365 jours. Une année entière. Douze mois pleins. Et pourtant, dans certains ministères provinciaux du Kasaï-Oriental, pas l’ombre d’un bilan, pas même un éternuement administratif. Un mutisme assourdissant s’est emparé de certains « honorables ministres » dont l’utilité semble désormais relever plus du mystique que du fonctionnel.
Sur dix ministères, à peine trois ont daigné sortir de leur léthargie. Les autres ? C’est à croire qu’ils ont confondu mandat politique et retraite spirituelle. La redevabilité ? Un mot trop long, trop complexe, ou peut-être rayé du dictionnaire local.
Doit-on conclure à une pénurie de volonté, un déficit de leadership ou un simple hobby collectif pour l’inaction ? La population, elle, commence à s’interroger : faut-il vraiment leur offrir un renouvellement de 365 autres jours pour perfectionner l’art de l’invisibilité ministérielle ?
Pendant que le chef de l’exécutif provincial s’échine, seul, à remuer ciel et terre, ses compagnons de route semblent avoir choisi les salons feutrés, les conférences de presse sans annonces, ou encore les poses photographiques lors des cérémonies.
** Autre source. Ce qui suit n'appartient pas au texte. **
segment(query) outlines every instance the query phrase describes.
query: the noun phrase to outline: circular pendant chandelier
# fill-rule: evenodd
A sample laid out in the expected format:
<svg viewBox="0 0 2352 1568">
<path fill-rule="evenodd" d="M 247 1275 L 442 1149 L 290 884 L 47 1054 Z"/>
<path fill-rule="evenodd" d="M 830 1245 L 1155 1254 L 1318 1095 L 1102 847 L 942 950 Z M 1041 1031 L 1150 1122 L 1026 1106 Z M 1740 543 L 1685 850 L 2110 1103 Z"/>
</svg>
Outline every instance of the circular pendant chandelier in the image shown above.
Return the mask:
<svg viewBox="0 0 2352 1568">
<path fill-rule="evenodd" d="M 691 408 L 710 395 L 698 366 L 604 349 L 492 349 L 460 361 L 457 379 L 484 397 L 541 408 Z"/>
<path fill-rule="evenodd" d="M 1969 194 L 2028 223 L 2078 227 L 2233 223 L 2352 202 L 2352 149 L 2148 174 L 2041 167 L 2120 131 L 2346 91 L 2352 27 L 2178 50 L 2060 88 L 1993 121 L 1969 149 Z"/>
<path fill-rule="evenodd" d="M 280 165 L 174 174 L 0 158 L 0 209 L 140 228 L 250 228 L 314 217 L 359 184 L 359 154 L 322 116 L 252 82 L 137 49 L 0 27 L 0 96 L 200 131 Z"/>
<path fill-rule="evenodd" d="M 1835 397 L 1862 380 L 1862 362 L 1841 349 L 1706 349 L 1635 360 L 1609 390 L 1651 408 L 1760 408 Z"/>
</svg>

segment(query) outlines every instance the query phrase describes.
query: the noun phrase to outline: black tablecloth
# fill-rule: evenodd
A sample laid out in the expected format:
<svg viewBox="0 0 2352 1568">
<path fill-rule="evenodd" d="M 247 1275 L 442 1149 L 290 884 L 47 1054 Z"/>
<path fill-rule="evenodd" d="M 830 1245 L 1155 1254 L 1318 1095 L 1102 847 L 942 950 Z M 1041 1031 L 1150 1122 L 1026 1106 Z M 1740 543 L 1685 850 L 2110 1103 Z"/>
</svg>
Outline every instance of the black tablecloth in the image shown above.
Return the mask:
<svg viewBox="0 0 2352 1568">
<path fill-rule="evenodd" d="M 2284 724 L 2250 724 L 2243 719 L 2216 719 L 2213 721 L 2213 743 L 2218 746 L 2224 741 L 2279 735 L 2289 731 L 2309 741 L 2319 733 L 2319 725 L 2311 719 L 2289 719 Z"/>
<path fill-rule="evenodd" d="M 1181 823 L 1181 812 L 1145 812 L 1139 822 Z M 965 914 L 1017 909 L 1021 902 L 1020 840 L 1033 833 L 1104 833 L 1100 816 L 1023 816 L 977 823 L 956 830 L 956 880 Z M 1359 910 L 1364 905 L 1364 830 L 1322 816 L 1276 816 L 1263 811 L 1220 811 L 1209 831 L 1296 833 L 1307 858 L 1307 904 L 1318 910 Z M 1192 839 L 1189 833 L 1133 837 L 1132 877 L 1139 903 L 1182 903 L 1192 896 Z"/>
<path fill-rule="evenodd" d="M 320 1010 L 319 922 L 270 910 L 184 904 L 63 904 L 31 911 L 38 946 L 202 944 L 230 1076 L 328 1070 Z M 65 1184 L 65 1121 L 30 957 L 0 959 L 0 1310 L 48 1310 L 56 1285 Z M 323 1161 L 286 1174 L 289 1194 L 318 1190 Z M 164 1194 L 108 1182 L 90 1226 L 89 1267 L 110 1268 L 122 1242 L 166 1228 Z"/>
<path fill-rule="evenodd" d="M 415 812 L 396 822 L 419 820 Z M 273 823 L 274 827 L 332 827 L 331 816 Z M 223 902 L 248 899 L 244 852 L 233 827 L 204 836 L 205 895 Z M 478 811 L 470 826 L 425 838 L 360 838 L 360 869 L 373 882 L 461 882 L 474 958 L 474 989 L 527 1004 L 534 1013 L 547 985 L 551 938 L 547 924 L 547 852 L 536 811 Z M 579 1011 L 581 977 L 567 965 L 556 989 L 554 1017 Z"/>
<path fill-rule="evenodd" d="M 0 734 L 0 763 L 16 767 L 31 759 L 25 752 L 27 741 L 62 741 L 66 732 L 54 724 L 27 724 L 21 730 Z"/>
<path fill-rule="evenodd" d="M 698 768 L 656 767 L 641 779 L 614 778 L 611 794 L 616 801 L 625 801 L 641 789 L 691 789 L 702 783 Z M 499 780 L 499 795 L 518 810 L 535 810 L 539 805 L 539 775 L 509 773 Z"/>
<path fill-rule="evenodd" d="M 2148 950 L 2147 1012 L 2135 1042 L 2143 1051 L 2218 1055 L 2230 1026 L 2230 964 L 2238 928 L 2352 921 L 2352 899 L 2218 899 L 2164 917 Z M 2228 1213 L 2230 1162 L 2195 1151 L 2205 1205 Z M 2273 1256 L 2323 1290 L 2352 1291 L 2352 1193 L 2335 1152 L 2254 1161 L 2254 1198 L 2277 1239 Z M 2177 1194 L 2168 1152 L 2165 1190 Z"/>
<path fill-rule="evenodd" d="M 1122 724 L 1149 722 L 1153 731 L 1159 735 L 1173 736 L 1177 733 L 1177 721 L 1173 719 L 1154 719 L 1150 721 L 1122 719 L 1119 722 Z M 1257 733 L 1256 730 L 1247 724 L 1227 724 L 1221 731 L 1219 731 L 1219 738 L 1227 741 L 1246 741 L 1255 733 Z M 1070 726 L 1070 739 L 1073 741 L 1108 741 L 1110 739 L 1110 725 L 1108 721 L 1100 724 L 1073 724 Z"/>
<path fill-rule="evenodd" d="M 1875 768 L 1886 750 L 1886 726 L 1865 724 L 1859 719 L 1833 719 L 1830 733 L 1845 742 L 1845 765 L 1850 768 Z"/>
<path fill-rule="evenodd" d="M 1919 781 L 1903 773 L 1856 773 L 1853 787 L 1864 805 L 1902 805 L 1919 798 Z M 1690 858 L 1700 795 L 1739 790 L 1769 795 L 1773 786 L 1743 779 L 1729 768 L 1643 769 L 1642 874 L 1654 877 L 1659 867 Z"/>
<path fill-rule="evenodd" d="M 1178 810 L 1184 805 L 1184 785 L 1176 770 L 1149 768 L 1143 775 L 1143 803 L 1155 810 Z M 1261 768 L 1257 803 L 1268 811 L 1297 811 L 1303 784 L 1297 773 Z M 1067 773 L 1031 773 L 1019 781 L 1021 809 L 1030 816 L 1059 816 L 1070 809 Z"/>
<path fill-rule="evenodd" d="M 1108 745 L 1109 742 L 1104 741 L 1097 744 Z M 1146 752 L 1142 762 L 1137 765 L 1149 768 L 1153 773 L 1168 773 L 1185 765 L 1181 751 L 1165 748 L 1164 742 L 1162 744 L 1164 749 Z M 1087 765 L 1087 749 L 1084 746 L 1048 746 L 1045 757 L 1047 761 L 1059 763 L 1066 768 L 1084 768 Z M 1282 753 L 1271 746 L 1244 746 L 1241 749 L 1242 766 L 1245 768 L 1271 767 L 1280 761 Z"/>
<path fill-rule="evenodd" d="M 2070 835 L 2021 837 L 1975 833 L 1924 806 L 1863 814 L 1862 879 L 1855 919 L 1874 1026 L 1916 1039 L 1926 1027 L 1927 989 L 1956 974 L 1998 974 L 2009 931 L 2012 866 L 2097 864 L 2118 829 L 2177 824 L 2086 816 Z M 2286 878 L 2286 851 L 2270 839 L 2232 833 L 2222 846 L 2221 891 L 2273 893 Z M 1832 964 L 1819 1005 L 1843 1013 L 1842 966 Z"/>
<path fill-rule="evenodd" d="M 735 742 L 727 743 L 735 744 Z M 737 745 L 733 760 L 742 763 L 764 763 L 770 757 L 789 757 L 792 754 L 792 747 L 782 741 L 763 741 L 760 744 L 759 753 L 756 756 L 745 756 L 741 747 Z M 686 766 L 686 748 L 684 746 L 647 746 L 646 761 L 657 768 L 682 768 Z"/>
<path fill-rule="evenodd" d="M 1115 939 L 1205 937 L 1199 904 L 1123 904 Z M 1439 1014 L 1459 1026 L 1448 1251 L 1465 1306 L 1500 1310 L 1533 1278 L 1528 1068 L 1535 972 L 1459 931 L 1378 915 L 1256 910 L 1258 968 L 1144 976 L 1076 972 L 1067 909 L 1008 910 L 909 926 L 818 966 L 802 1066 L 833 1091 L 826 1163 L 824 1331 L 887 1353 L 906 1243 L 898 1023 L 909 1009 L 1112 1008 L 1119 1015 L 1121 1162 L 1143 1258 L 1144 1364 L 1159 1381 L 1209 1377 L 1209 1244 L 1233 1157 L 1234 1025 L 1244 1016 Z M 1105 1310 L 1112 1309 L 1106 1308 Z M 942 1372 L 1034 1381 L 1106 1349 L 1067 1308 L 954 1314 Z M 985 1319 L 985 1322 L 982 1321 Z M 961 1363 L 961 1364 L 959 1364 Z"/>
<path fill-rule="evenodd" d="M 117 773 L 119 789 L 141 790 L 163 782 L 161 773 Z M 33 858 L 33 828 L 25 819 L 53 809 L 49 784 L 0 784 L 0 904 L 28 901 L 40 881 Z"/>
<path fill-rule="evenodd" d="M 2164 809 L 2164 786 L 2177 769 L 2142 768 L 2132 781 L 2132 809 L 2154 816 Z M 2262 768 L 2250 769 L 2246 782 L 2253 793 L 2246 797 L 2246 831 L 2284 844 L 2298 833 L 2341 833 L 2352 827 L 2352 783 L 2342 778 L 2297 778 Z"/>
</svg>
Et que dire de l’Assemblée provinciale ? Ce temple de la représentation populaire semble lui aussi avoir adopté le mode “économie d’effort”, quand il ne sombre pas carrément dans le silence complice. La question reste posée : assiste-t-on à une extinction progressive du sens politique ou à une épidémie d’amnésie institutionnelle ? En attendant, le peuple observe. Ironique, mais lucide.